はじめに
RSA暗号を学ぶとき、必ずと言っていいほど登場する式があります。
\(d = e^{-1} \pmod{(p-1)(q-1)}\)
初めて見ると「えっ?逆数?」「modってなに?」と疑問がわいてきますよね。
今回は、このモジュラ逆数(modular inverse)の意味や使い方について解説します。
RSA暗号で出てくる逆数の式
式をシンプルに考える
まずは、式をシンプルに書き直します。
\(d = e^{-1} \pmod{(p-1)(q-1)}\)
ここで、\(m = (p-1)(q-1)\)とおくと、次のように表せます。
\(y = x^{-1} \pmod{m}\)
この「mod m」というのは「mで割った余り」を意味します。
普通に読むと「xの逆数 \(1/x\) を計算して、その値をmで割った余りがyになる」と考えてしまいがちですが、実際にはx, y, mはすべて整数なので、\(1/x\) は小数になってしまい、「小数をmで割る」ということ自体が成り立ちません。

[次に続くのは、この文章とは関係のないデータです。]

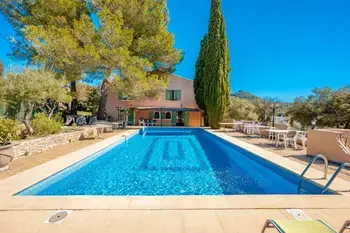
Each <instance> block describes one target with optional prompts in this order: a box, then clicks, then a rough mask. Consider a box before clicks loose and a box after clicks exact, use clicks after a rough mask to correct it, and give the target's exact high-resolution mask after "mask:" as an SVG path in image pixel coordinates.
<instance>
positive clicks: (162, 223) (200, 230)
mask: <svg viewBox="0 0 350 233" xmlns="http://www.w3.org/2000/svg"><path fill="white" fill-rule="evenodd" d="M303 211H304V213H306V214H307V215H308V216H310V217H311V218H313V219H317V218H319V219H322V220H323V221H325V222H327V223H328V224H330V225H331V226H332V227H333V228H335V229H336V230H339V229H340V228H341V226H342V224H343V223H344V222H345V221H346V220H348V219H349V217H350V210H329V209H322V210H310V209H303ZM53 213H54V211H0V226H1V232H6V233H7V232H10V233H27V232H36V233H42V232H43V233H44V232H45V233H52V232H55V233H56V232H61V233H65V232H67V233H70V232H75V233H77V232H84V233H89V232H103V233H109V232H113V233H115V232H121V233H129V232H130V233H136V232H143V233H148V232H150V233H155V232H167V233H169V232H170V233H173V232H174V233H185V232H188V233H196V232H198V233H199V232H200V233H203V232H208V233H232V232H235V233H248V232H249V233H254V232H260V231H261V229H262V227H263V224H264V222H265V220H266V219H268V218H273V219H280V220H287V219H293V218H292V216H291V215H289V214H288V213H287V212H286V210H284V209H276V210H270V209H264V210H155V211H151V210H136V211H131V210H85V211H73V212H72V213H71V214H70V215H69V216H68V217H67V218H66V219H65V220H64V221H63V222H62V223H61V224H44V221H45V220H46V219H47V218H48V217H49V216H51V215H52V214H53ZM270 232H277V231H276V230H273V229H269V230H267V231H266V233H270Z"/></svg>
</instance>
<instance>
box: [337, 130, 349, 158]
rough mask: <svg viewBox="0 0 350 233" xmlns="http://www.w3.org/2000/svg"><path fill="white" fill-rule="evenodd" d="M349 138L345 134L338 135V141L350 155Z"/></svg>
mask: <svg viewBox="0 0 350 233" xmlns="http://www.w3.org/2000/svg"><path fill="white" fill-rule="evenodd" d="M348 139H350V138H347V136H344V135H343V134H339V135H338V136H337V142H338V144H339V146H340V148H341V149H342V150H343V151H344V152H345V153H346V154H348V155H350V148H349V147H348V146H347V145H348Z"/></svg>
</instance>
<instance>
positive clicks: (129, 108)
mask: <svg viewBox="0 0 350 233" xmlns="http://www.w3.org/2000/svg"><path fill="white" fill-rule="evenodd" d="M106 105H107V106H106V112H107V116H108V117H111V118H112V119H113V120H114V121H120V120H121V119H122V115H123V114H122V111H123V109H128V117H127V121H128V125H139V122H140V120H154V121H155V122H156V125H157V126H189V127H200V126H202V125H203V124H202V123H203V119H202V114H201V111H200V109H199V108H198V105H197V103H196V100H195V97H194V90H193V81H192V80H189V79H185V78H182V77H179V76H176V75H170V80H169V84H168V86H167V88H166V89H165V90H164V91H163V92H162V94H161V95H160V97H159V98H158V99H143V100H130V99H128V97H122V96H119V95H118V93H116V92H113V91H112V90H109V91H108V97H107V104H106Z"/></svg>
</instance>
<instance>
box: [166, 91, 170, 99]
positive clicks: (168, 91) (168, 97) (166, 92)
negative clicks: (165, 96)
mask: <svg viewBox="0 0 350 233" xmlns="http://www.w3.org/2000/svg"><path fill="white" fill-rule="evenodd" d="M166 100H170V90H166Z"/></svg>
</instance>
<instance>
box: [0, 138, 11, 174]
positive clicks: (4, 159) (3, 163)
mask: <svg viewBox="0 0 350 233" xmlns="http://www.w3.org/2000/svg"><path fill="white" fill-rule="evenodd" d="M13 146H14V145H13V144H10V145H6V146H0V172H1V171H6V170H7V169H8V166H7V165H8V164H9V163H10V162H11V161H12V159H13V149H12V147H13Z"/></svg>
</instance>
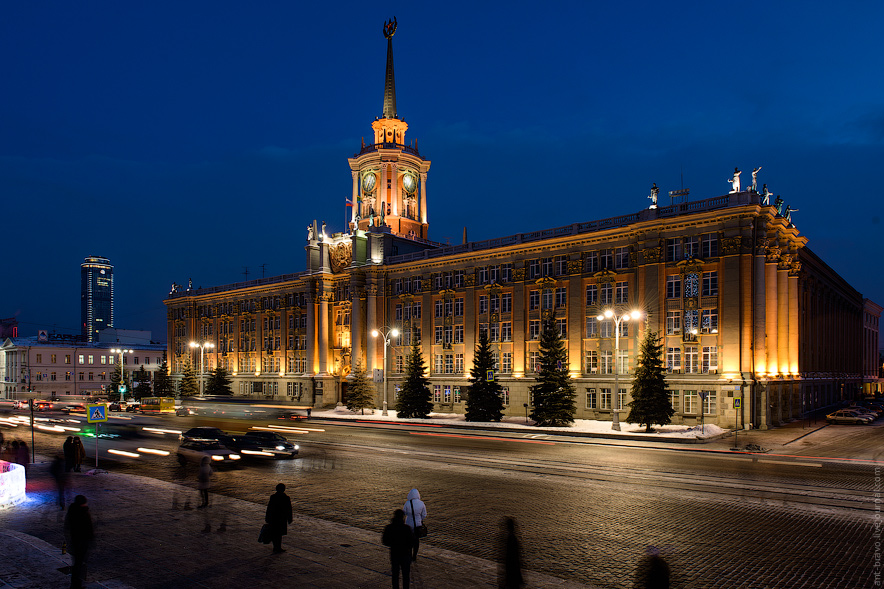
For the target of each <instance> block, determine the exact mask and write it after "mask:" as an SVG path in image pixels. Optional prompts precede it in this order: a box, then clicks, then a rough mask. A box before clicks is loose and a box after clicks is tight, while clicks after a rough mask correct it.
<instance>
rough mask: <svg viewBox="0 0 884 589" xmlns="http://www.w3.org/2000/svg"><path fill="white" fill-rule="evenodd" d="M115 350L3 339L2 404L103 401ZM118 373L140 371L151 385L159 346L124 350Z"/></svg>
mask: <svg viewBox="0 0 884 589" xmlns="http://www.w3.org/2000/svg"><path fill="white" fill-rule="evenodd" d="M119 345H120V344H116V343H88V342H83V341H77V340H75V339H71V338H63V337H58V336H55V335H52V334H50V335H48V336H35V337H16V338H6V339H5V340H4V341H3V343H2V345H0V378H2V383H0V386H2V398H4V399H28V398H33V399H44V398H45V399H54V398H61V399H63V398H80V397H91V396H103V395H104V390H105V389H106V388H109V385H110V384H111V375H112V374H113V373H114V371H115V369H116V366H117V363H119V361H120V357H121V354H120V353H119V352H116V353H115V352H112V351H111V350H113V349H115V348H116V347H117V346H119ZM124 345H125V346H126V350H127V351H126V352H125V353H123V354H122V357H123V369H124V370H125V372H126V376H127V378H129V379H131V373H130V371H137V370H141V368H142V367H143V368H144V370H145V371H146V372H147V374H148V377H149V379H150V381H151V382H153V380H154V373H155V372H156V371H157V370H159V368H160V366H161V364H162V361H163V351H164V350H165V346H164V345H162V344H124Z"/></svg>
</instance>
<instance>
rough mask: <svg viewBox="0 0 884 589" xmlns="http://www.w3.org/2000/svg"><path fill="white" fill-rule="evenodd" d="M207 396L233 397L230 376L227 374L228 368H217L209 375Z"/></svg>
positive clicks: (206, 387)
mask: <svg viewBox="0 0 884 589" xmlns="http://www.w3.org/2000/svg"><path fill="white" fill-rule="evenodd" d="M206 394H207V395H232V394H233V389H232V388H231V387H230V376H229V375H228V374H227V369H226V368H222V367H220V366H216V367H215V369H214V370H212V372H210V373H209V378H208V379H207V381H206Z"/></svg>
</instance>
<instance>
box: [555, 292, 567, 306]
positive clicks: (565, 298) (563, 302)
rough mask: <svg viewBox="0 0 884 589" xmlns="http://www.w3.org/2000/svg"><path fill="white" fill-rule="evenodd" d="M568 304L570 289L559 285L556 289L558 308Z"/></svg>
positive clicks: (556, 300)
mask: <svg viewBox="0 0 884 589" xmlns="http://www.w3.org/2000/svg"><path fill="white" fill-rule="evenodd" d="M567 304H568V289H567V288H565V287H559V288H557V289H556V309H562V308H564V307H565V306H566V305H567Z"/></svg>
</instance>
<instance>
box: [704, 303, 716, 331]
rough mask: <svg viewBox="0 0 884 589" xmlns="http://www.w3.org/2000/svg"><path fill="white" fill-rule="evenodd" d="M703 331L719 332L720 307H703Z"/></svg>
mask: <svg viewBox="0 0 884 589" xmlns="http://www.w3.org/2000/svg"><path fill="white" fill-rule="evenodd" d="M700 332H701V333H718V309H703V312H702V314H701V316H700Z"/></svg>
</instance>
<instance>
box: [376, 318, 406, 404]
mask: <svg viewBox="0 0 884 589" xmlns="http://www.w3.org/2000/svg"><path fill="white" fill-rule="evenodd" d="M371 335H372V337H378V336H381V337H382V338H384V411H383V413H381V415H387V346H389V345H390V338H394V337H396V336H397V335H399V330H398V329H396V328H395V327H387V326H386V325H385V326H383V327H381V328H380V329H374V330H372V332H371Z"/></svg>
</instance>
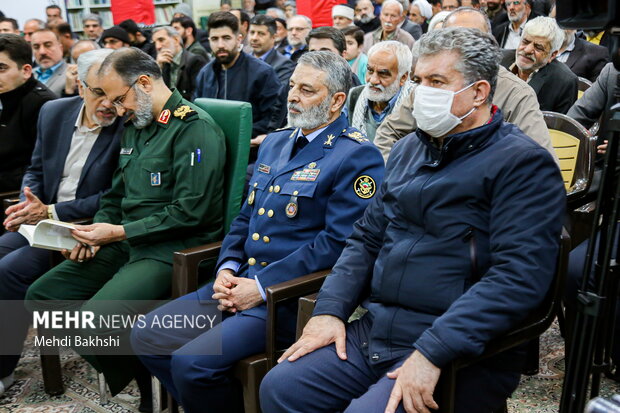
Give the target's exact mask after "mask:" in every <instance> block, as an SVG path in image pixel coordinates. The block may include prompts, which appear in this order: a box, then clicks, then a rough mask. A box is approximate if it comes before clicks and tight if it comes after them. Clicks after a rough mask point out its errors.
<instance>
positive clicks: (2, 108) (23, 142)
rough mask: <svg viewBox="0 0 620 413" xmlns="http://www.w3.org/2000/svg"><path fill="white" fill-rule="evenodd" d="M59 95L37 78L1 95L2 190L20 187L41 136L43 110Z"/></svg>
mask: <svg viewBox="0 0 620 413" xmlns="http://www.w3.org/2000/svg"><path fill="white" fill-rule="evenodd" d="M56 97H57V96H56V95H55V94H54V93H53V92H52V91H51V90H49V89H48V88H47V87H45V85H44V84H42V83H41V82H39V81H37V80H36V79H35V78H34V77H31V78H30V79H28V81H26V83H24V84H23V85H21V86H20V87H18V88H17V89H14V90H12V91H10V92H6V93H3V94H0V102H1V103H2V113H0V191H12V190H19V187H20V184H21V179H22V175H23V172H24V171H25V169H26V167H27V166H28V165H29V164H30V156H31V155H32V150H33V149H34V143H35V141H36V139H37V119H38V117H39V110H40V109H41V106H43V104H44V103H45V102H47V101H48V100H52V99H56Z"/></svg>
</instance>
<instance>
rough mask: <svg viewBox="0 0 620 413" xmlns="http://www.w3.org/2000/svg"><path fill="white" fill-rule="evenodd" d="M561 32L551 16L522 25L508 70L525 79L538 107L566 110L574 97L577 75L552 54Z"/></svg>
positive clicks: (557, 47) (572, 102)
mask: <svg viewBox="0 0 620 413" xmlns="http://www.w3.org/2000/svg"><path fill="white" fill-rule="evenodd" d="M563 41H564V32H563V31H562V29H560V27H559V26H558V25H557V23H556V22H555V19H552V18H551V17H537V18H535V19H534V20H530V21H529V22H527V24H526V25H525V27H524V28H523V35H522V36H521V42H520V43H519V47H517V50H516V52H515V58H516V61H515V63H514V64H513V65H512V66H511V67H510V70H511V71H512V73H514V74H515V75H517V76H519V77H520V78H521V80H523V81H525V82H527V83H528V84H529V85H530V86H531V87H532V89H534V92H536V96H537V97H538V103H539V104H540V110H549V111H553V112H559V113H566V112H568V110H569V109H570V108H571V106H572V105H573V103H575V101H576V100H577V90H578V78H577V75H575V74H574V73H573V72H572V71H571V70H570V69H569V68H568V66H566V65H565V64H564V63H562V62H558V61H557V60H556V59H555V57H556V56H557V54H558V51H559V50H560V47H562V42H563Z"/></svg>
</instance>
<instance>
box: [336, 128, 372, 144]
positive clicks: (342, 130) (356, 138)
mask: <svg viewBox="0 0 620 413" xmlns="http://www.w3.org/2000/svg"><path fill="white" fill-rule="evenodd" d="M342 134H343V135H344V136H346V137H347V138H350V139H352V140H354V141H356V142H358V143H364V142H370V141H369V140H368V138H366V136H364V134H363V133H362V132H360V131H358V130H357V129H355V128H348V129H343V130H342Z"/></svg>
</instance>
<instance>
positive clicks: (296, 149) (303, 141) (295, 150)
mask: <svg viewBox="0 0 620 413" xmlns="http://www.w3.org/2000/svg"><path fill="white" fill-rule="evenodd" d="M309 143H310V142H308V139H306V137H305V136H304V135H299V136H298V137H297V141H295V146H294V147H293V153H292V154H291V159H293V158H294V157H295V155H297V153H298V152H299V151H300V150H302V149H303V148H304V147H305V146H306V145H307V144H309Z"/></svg>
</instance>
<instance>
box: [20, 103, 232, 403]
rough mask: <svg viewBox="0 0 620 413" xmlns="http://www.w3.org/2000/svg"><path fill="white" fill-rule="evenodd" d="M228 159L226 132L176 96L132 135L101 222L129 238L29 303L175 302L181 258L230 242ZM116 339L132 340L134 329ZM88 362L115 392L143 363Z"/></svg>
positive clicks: (201, 113)
mask: <svg viewBox="0 0 620 413" xmlns="http://www.w3.org/2000/svg"><path fill="white" fill-rule="evenodd" d="M225 159H226V154H225V141H224V135H223V132H222V130H221V129H220V127H219V126H217V125H216V124H215V122H214V121H213V119H212V118H211V117H210V116H209V115H208V114H207V113H205V112H204V111H202V110H201V109H199V108H198V107H196V106H194V105H193V104H191V103H190V102H188V101H186V100H184V99H182V98H181V95H180V93H179V92H177V91H174V92H173V94H172V96H171V97H170V98H169V99H168V101H167V103H166V104H165V106H164V108H163V110H162V112H161V114H160V115H159V117H158V118H157V119H156V120H154V121H153V122H152V123H151V124H150V125H149V126H147V127H145V128H143V129H136V128H135V127H134V126H133V125H130V126H129V127H127V128H126V129H125V134H124V135H123V139H122V141H121V153H120V158H119V167H118V168H117V170H116V172H115V174H114V178H113V182H112V188H111V189H110V191H109V192H108V193H107V194H105V195H104V196H103V197H102V199H101V206H100V210H99V212H97V214H96V215H95V217H94V221H95V222H105V223H111V224H117V225H123V227H124V229H125V233H126V236H127V240H126V241H122V242H115V243H111V244H108V245H105V246H103V247H102V248H101V250H100V251H99V252H98V253H97V255H96V256H95V257H94V258H93V259H92V260H90V261H87V262H84V263H75V262H71V261H66V262H63V263H62V264H60V265H58V266H57V267H55V268H54V269H52V270H51V271H49V272H48V273H46V274H45V275H43V276H42V277H41V278H39V280H37V281H36V282H35V283H34V284H33V285H32V286H31V287H30V289H29V290H28V293H27V296H26V300H29V301H28V302H27V303H26V305H27V306H28V307H30V309H31V310H54V309H59V308H58V306H59V304H57V303H50V302H47V301H49V300H89V301H88V302H87V303H86V304H85V305H83V306H82V307H81V309H82V310H88V311H94V312H95V314H101V313H105V312H110V311H111V310H110V309H106V308H105V307H106V303H101V301H105V300H156V299H164V298H167V297H168V296H169V294H170V285H171V276H172V257H173V252H174V251H178V250H181V249H185V248H189V247H193V246H197V245H201V244H204V243H208V242H213V241H216V240H218V239H221V237H222V223H223V205H222V202H223V183H224V176H223V171H224V162H225ZM98 301H99V302H100V303H99V305H98V303H97V302H98ZM141 305H144V303H139V302H137V301H136V302H135V303H133V304H132V303H123V304H122V308H119V307H115V308H114V309H112V310H113V311H112V312H113V313H114V314H135V313H137V312H143V311H145V310H147V309H145V308H141V307H140V306H141ZM119 306H120V304H119ZM62 309H63V310H64V309H66V305H65V306H64V307H63V308H62ZM82 333H83V334H90V335H97V334H98V333H100V332H98V331H96V330H95V331H82ZM104 333H105V334H106V335H109V334H110V330H108V331H106V332H101V334H104ZM116 333H117V334H121V337H123V338H128V331H124V330H122V331H118V332H116ZM86 358H87V360H88V361H89V362H90V363H91V364H93V366H94V367H95V368H96V369H97V370H98V371H100V372H103V373H104V374H105V375H106V379H107V382H108V384H109V386H110V390H111V391H112V393H113V394H116V393H118V392H119V391H121V390H122V389H123V388H124V387H125V386H126V385H127V383H128V382H129V381H130V380H131V379H132V378H133V376H134V373H135V369H134V368H132V367H135V366H137V364H134V363H137V362H138V361H137V359H136V358H135V357H133V356H129V357H128V356H124V357H123V356H119V357H111V356H106V357H105V359H103V356H89V357H86ZM104 361H105V362H104Z"/></svg>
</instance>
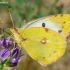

モジュラ逆数(modular inverse)とは?
実は、ここで言う「逆数」は普通の逆数ではなく、「モジュラ逆数(modular inverse)」と呼ばれるものです。これは、「xとyを掛けて、mで割った余りが1になるようなyを探す」という意味です。
モジュラ逆数の表現を消すと、次のようになります。
\(1 = xy \pmod{m}\)
上記の計算結果を満たすような y を求める式なのです。
具体例で考えてみる
たとえば \(x = 3\), \(m = 10\) のとき、yはいくつでしょうか?
代入すると次のようになります。
- \(y = 3^{-1} \pmod{10}\)
- \(1 = (3 \times y) \bmod{10}\)
0から順にyに代入して試してみると
- \(3 \times 0 = 0\) (10を割った余り0)
- \(3 \times 1 = 3\) (10を割った余り3)
- \(3 \times 2 = 6\) (10を割った余り6)
- \(3 \times 3 = 9\) (10を割った余り9)
- \(3 \times 4 = 12\) (10を割った余り2)
- \(3 \times 5 = 15\) (10を割った余り5)
- \(3 \times 6 = 18\) (10を割った余り8)
- \(3 \times 7 = 21\) (10を割った余り1)
このように、y=7が答えです。
- \(1 = (3 \times 7) \bmod{10}\)
- \(1 = (21) \bmod{10}\)
- \(1 = 1\)
どうやって求めるのか
0から順番に実施しましたが、もっと効率よく求める方法があります。モジュラ逆数の記事の「拡張ユークリッド互除法(Extended Euclidean Algorithm)」です。この手順は少し複雑ですが、多くのプログラミング言語では標準ライブラリで簡単に計算できます。
たとえばJavaの場合、 BigInteger の modInverse メソッドを使います。
public static void main(String[] args) { System.out.println(new BigInteger("3").modInverse(new BigInteger("10"))); }
このコードを実行すると「7」と出力され、\(3^{-1} \pmod{10} = 7\) であることが分かります。
おわりに
RSA暗号で登場する「逆数」の式は、通常の逆数 \(1/x\) ではなく、モジュラ逆数(\(xy \equiv 1 \pmod{m}\) を満たす整数y)を求めていた、という話でした。
一見難しく感じますが、例題で具体的に計算してみると理解しやすいです。プログラムでも簡単に計算できるので、ぜひご自身でも試してみてください。